Prevalence of predicted R5 and X4 coreceptor usage. Participants first-sampled within 3 years after EDI harbored mostly R5 usage (light gray bars), but 23 of 102 (22.5%) had detectable X4 variants (dark gray bars). A significant prevalence of X4 usage was detected at all time intervals, even in the first 3 months after infection (18.8%). Abbreviations: EDI, estimated date of infection; R5 usage, viral population demonstrated R5 coreceptor usage; X4 usage, viral population with >1% X4 variants detected at a false positive rate of 5%.

In total, 41 monoinfected, one coinfected, and 5 superinfected individuals were followed longitudinally. Superinfection occurred at a median of 20.1 months from EDI (IQR, 7.0–27.7 months), with a median follow-up of 24.3 months (IQR, 7.0–32.5 months). Median follow-up for the monoinfection group was 12.4 months (IQR, 4.6–29.3 months). During follow-up, the viral populations in 12 of 47 subjects changed coreceptor usage (6 toward X4, and 6 toward R5). Viral coreceptor usage in 5 superinfected (and 1 coinfected) subjects did not have statistically significantly different rates of change (toward R5 or X4) compared to monoinfected individuals. For the 41 monoinfections, inferred coreceptor usage changed from R5 to X4 in 4 participants. For the 5 superinfections, predictions changed from R5 to X4 in 2 participants (Fisher exact test, P = .12). Viral coreceptor usage did not change in the single coinfected participant.

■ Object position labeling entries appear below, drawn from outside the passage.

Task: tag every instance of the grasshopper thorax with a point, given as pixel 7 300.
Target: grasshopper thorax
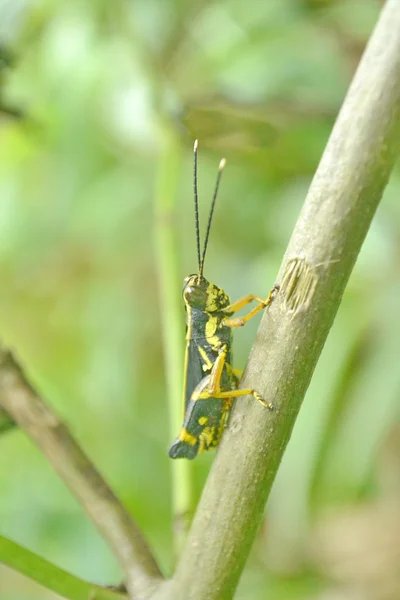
pixel 200 294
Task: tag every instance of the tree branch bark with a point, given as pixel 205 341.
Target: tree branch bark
pixel 27 409
pixel 332 226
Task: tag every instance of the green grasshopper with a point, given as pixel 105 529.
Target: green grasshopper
pixel 210 382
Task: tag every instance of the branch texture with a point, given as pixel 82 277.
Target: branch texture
pixel 332 226
pixel 50 434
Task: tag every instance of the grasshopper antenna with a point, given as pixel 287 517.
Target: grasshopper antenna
pixel 220 169
pixel 196 202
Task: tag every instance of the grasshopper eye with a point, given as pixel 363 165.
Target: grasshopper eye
pixel 195 296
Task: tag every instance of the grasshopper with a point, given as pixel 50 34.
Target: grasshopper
pixel 210 382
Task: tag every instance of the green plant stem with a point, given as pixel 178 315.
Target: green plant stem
pixel 172 316
pixel 53 578
pixel 51 435
pixel 5 422
pixel 327 238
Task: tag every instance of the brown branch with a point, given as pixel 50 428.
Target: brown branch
pixel 325 243
pixel 44 427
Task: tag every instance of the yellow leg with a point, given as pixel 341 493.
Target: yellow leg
pixel 237 373
pixel 240 321
pixel 213 388
pixel 236 394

Interrogation of the first superinfection case where coreceptor usage changed (G59) revealed an R5-using viral population at 1.5 months after the EDI; however, X4-using variants were detected 18 months later (Figure 2A). Simultaneously, DI was confirmed. Geno2pheno predicted X4-using variants in the second but not the initial strain. Phylogenetic analysis demonstrated both strains present from 20 to 29 months after the EDI; however, the second strain disappeared at 31 months after the EDI, and concurrently the viral population returned to R5. In the second case (L78), the viral population was R5 at baseline, then low-level X4 variants were detected at 6.6 months after the EDI, but the superinfecting strain was not identified until 3 months later. At this time point, X4 variants decreased below 1% (Figure 2B).

Figure 2.

Figure 2.

HIV-1 superinfection and inferred X4 coreceptor usage over time. In case G59 A, an increase in the proportion of X4 usage (black solid diamonds) coincided with the detection of a superinfecting strain (pie charts), and X4 variants disappeared when this strain was no longer detected. In case L78 B, low-level detection of X4 usage occurred right before detection of the superinfecting strain, and decreased below 1% when the second strain was detected. HIV-1 RNA viral load (gray squares) over time for each participant is superimposed. Abbreviations: EDI, estimated date of infection; HIV-1, human immunodeficiency virus type 1; X4 usage, viral population with >1% X4 variants detected at a false positive rate of 5%.

DISCUSSION

The use of next-generation sequencing in this study provided the opportunity to identify with more sensitivity both HIV-1 DI and minority variants with different coreceptor usage in a cohort of patients followed longitudinally after primary infection. The cohort had a high prevalence of inferred X4 usage at the first sampled time point (22.5%), similar to previous reports using UDS [12]. Baseline X4 usage in the cohort was not associated with DI or time after EDI. The analysis of subjects followed over time found that viral populations in 26% of subjects changed coreceptor usage during follow-up (13% toward X4, and 13% toward R5). When compared to a similar group of 41 monoinfected individuals followed longitudinally, the viral coreceptor usage in 5 superinfected (and 1 coinfected) subjects did not have statistically significantly different rates of change toward either R5 or X4. However, coreceptor usage did change toward X4 (>1% intrasample X4 variants) in 4 of 41 (9.8%) monoinfections vs 2 of 5 (40%) superinfections (P = .12), suggesting a possible association between X4 usage gain and superinfection.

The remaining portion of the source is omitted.